Bilal Abdul Kader schrieb:
Greetings, We are setting up a research server at Concordia University (Canada) that is dedicated for Wikipedia. We would love to share the resources with anyone interested.
In case anyone needs help setting it up, we would love to help as well.
bilal
There's a project for a biggish research cluster for wikipedia data awaiting funding at the Syracuse University. I forwarded your mail to one of the people involved. Perhaps you can join forces.
On Mon, Mar 9, 2009 at 8:07 PM, phoebe ayers phoebe.wiki@gmail.com wrote:
Hi all, I'm not sure exactly where to raise this, so am asking here.
A researcher I have been in touch with has proposed starting a 2nd, research-oriented Wikimedia toolserver. He thinks his lab can pay for the hardware and would be willing to maintain it, if they could get help setting it up. He got this idea after a member of his research group tried (unsuccessfully so far -- no response) to get an account on the current toolserver; their Wikipedia-related research has been put on hold for a few months because of the delay. (It seems like there is a big backlog of account requests right now and only one person working on them?) This research group has done some interesting Wikipedia research to date and I expect they could do more with access to the right data.
I apologize for the delay, perhaps you can send me some detaqils in private, and I'll look at it. DaB doesn't have much time lately, and we had some major changes in infrastructure to take care of, that caused some delays.
Personally, I think a dedicated toolserver is a great idea for the research community, but I know very little about the technical issues involved and/or whether this has been proposed before. Please comment, and I can pass on replies and put the researcher in touch with the tech team if it seems like a good idea.

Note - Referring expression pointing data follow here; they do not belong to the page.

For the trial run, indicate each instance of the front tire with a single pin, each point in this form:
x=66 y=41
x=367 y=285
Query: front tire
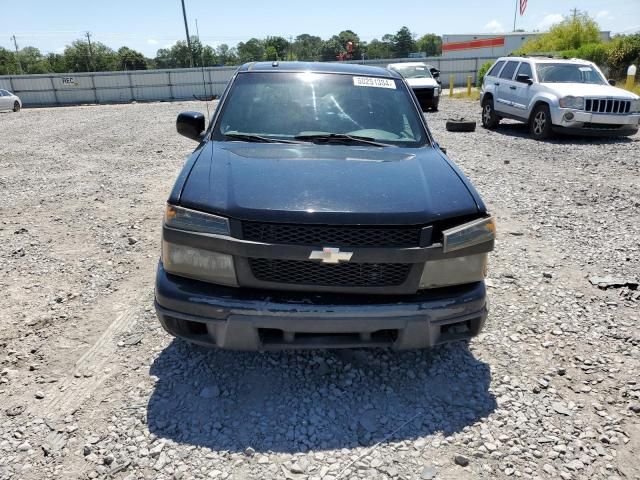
x=540 y=124
x=490 y=120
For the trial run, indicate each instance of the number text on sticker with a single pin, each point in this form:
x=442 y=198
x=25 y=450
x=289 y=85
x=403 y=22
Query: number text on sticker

If it makes sense to run a separate cluster largely depends on what kind of data you need access too, and in what time frame. If you workj mustly on secondaty data like link tables, and you need the data in near-real time, use toolserver.org. That's what it's there for, and it's unlikely you can set up anything that could get the same data with low latency.
However, if you work mostly on full text, toolserver.org is not so useful anyway - there's no direct access to full page text there anyway, not to search indexes. Having a dedicated cluster for research on textual content, perhaps providing content in various pre-processed forms, would be a very good idea. This is what the project I mentioned above aims at, and I'll be happy to support this effort officially, as Wikimedia Germany's tech guy.
-- daniel